Penn researchers have discovered a new law of perception that helps to explain why people see the world the way they do. The new law links the discrimination threshold (measured by how sensitive people are to changes occurring in front of them) to the perceptual bias (the amount perception deviates from reality). The link was confirmed by Alan Stocker, professor of psychology in the School of Arts & Sciences and electrical and systems engineering in the School of Engineering & Applied Science, and his former graduate student Xue-Xin Wei, Gr’15, now a postdoc at Columbia University.
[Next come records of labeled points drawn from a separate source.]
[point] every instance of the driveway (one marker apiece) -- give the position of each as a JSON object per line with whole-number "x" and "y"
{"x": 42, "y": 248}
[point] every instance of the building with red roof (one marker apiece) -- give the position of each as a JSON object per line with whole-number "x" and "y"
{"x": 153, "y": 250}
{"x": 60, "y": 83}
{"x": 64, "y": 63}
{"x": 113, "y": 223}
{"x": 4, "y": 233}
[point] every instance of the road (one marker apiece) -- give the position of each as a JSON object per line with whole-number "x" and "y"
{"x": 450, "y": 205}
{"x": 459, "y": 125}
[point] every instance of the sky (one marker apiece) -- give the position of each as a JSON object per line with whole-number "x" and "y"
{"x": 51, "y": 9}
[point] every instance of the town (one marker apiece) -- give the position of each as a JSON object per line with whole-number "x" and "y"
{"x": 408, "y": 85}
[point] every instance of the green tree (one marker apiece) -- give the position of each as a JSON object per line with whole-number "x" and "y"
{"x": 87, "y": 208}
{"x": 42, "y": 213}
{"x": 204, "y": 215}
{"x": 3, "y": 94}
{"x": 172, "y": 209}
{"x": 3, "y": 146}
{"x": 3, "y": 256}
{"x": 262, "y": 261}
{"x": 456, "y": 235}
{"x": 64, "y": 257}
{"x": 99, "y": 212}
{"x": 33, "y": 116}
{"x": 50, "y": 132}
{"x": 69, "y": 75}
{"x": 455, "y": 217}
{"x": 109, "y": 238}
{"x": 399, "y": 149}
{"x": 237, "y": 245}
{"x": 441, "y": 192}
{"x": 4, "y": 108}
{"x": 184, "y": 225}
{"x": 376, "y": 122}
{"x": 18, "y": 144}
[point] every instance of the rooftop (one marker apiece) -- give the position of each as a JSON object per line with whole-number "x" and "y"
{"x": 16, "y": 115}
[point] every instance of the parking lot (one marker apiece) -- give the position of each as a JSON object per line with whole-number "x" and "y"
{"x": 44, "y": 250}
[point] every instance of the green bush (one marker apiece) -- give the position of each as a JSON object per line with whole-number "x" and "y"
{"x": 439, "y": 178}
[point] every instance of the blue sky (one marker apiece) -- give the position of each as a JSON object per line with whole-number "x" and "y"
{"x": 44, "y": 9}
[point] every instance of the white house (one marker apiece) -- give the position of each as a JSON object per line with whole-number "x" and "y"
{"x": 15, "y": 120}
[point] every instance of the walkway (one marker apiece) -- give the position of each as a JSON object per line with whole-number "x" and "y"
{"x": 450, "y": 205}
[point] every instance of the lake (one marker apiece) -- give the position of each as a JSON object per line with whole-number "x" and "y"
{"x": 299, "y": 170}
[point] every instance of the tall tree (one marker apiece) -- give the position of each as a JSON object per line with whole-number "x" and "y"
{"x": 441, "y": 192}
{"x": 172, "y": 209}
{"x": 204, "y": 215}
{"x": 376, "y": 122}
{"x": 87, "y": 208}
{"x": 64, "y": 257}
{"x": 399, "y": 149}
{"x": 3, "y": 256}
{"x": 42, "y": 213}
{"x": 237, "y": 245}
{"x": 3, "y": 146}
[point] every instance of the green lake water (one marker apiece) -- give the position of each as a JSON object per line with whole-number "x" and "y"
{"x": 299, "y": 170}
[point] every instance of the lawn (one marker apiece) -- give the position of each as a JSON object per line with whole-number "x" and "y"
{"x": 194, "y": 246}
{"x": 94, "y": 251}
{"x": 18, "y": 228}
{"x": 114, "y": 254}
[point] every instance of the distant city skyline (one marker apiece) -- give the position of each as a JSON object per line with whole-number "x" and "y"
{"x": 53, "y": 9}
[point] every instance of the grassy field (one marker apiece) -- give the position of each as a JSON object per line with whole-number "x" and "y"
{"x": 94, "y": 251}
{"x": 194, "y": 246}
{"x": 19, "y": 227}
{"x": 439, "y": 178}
The researchers knew from a theory they developed several years ago that humans go through a two-step process to perceive a stimulus. Step one is encoding, the process by which the one absorbs information from the senses, filters the information and sends it to the brain. Step two is decoding, or “taking that signal and combining it with what we know about the world, intelligence, prior beliefs that get used to interpret this encoded signal in a way that makes sense,” according to Dr. Stocker. Research has established that the encoding step shapes the decoding step, but Drs. Stocker and Wei theorized the decoding might also influence the encoding. The next step was connecting the discrimination threshold and perceptual bias.
While no practical applications have been developed for the new perception law yet, it helps researchers develop a better idea of the importance of people’s previous experiences in shaping their perceptions.